Senador Petecão quer ações do Programa Interlegis no Acre e região

por Letícia Almeida Borges publicado 15/03/2019 16h56, última modificação 15/03/2019 16h56
Visita de Escola do Legislativo definiu programação para todo o ano

“Meu sonho é fazer uma ação do Interlegis no Jordão”. Assim o senador Sérgio Petecão (PSD-AC), 1º Secretário do Senado, resumiu sua intenção de que cada vez mais o Programa, que é o braço do Instituto Legislativo Brasileiro para a modernização legislativa, atue no interior do país e, mais especificamente, na região Norte. Jordão é um município de oito mil habitantes, na fronteira com o Peru, com maioria de população indígena (inclusive índios arredios). Parte do trajeto até o local é feito em voadeiras.

A afirmação do senador foi feita durante reunião com a direção da Escola do Legislativo da Assembleia do Acre e do ILB. Durante todo o dia foram discutidas diversas ações que serão realizadas no Estado, englobando tanto a área de Educação, quanto a de fornecimento de produtos tecnológicos e serviços.

Rachel Helena de Farias, diretora da Escola do Legislativo, foi recebida pelo diretor-executivo Helder Rebouças e por diversos coordenadores do ILB e do Programa Interlegis, além de Aluizio Brito, da Gráfica do Senado. Também participaram das reuniões, o deputado estadual Roberto Duarte, o conselheiro do Tribunal de Contas do Acre, Ronald Polanco, e a equipe técnica da Escola do Legislativo.

Como resultado das reuniões, o ILB e a Escola do Legislativo da Assembleia acertaram a programação de eventos no Estado para todo o ano.

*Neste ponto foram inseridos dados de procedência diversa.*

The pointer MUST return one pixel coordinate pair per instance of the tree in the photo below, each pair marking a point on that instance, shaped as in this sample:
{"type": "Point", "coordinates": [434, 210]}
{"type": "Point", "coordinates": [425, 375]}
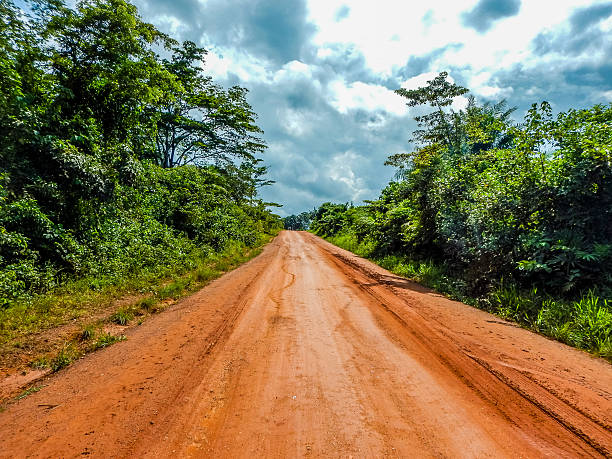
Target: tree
{"type": "Point", "coordinates": [200, 122]}
{"type": "Point", "coordinates": [436, 127]}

Estão previstos dois Encontros Interlegis, que são manhãs de palestras, para maio e novembro, que discutirão temas como revisão dos chamados Marcos Jurídicos (Lei Orgânica Municipal e Regimento Interno, para o qual serão convidadas as Câmaras dos 22 municípios do Estado) e questões de fronteira.

 

Oficinas e cursos

 

A agenda de oficinas deve incluir treinamentos de Cerimonial e Câmaras Verdes (junho), Licitações e Contratos (agosto), Comunicação Integrada, Portal Modelo e SAPL (setembro), Planejamento Estratégico (outubro) e Articulação e Compilação de Textos, em novembro.

A pedido do senador Petecão, os técnicos do Programa irão previamente ao Estado para fazer um reconhecimento das necessidades e possibilidades de atuação do Interlegis na região nos próximos meses.

Também ficou acertado um intercâmbio com a Gráfica do Senado, que depende da disponibilidade dos títulos, para ajudar na montagem de uma biblioteca na Assembleia. Rachel Helena pediu também que fosse verificada a possibilidade de remessa da Constituição em miúdos, versão para crianças da Constituição Federal.

Para o senador Petecão, é importante utilizar a estrutura do ILB e do Programa Interlegis, “com sua mão de obra qualificada”, para levar o trabalho que é feito às regiões mais carentes, como no Norte do país. O coordenador de Planejamento e Relações Institucionais, Francisco Biondo, disse que este é exatamente um dos motes do Programa e que, no caso do Acre, com a parceria da Assembleia, será possível atingir todos os municípios do Estado.

O grupo também se reuniu na Coordenação de Ensino Superior do ILB, discutindo diversas possibilidades de parcerias, já para este ano. Segundo a coordenadora Valéria Ribeiro, é possível, ainda para este ano, articular a execução de cursos de extensão e, talvez, de especialização. Amanda de Albuquerque, coordenadora de Capacitação, Treinamento e Ensino, também colocou a área à disposição para possíveis acordos.

 

O diretor-executivo, Helder Rebouças, que acompanhou toda a visita, além de colocar a estrutura do órgão à disposição da Escola, disse que a área de tecnologia do Interlegis poderia estudar, em parceria com a Secretaria de Tecnologia da Informação do Senado (PRODASEN), uma ideia apresentada pelo conselheiro Polanco. Segundo ele, o ministro de Ciência e Tecnologia, Marcos Pontes, em audiência com o senador Petecão, chegou a propor a instalação de uma fábrica de software do Acre, inclusive como forma de suprir as deficiências tecnológicas do Estado. Helder Rebouças, então, disse que as áreas técnicas do Senado poderiam participar dos estudos.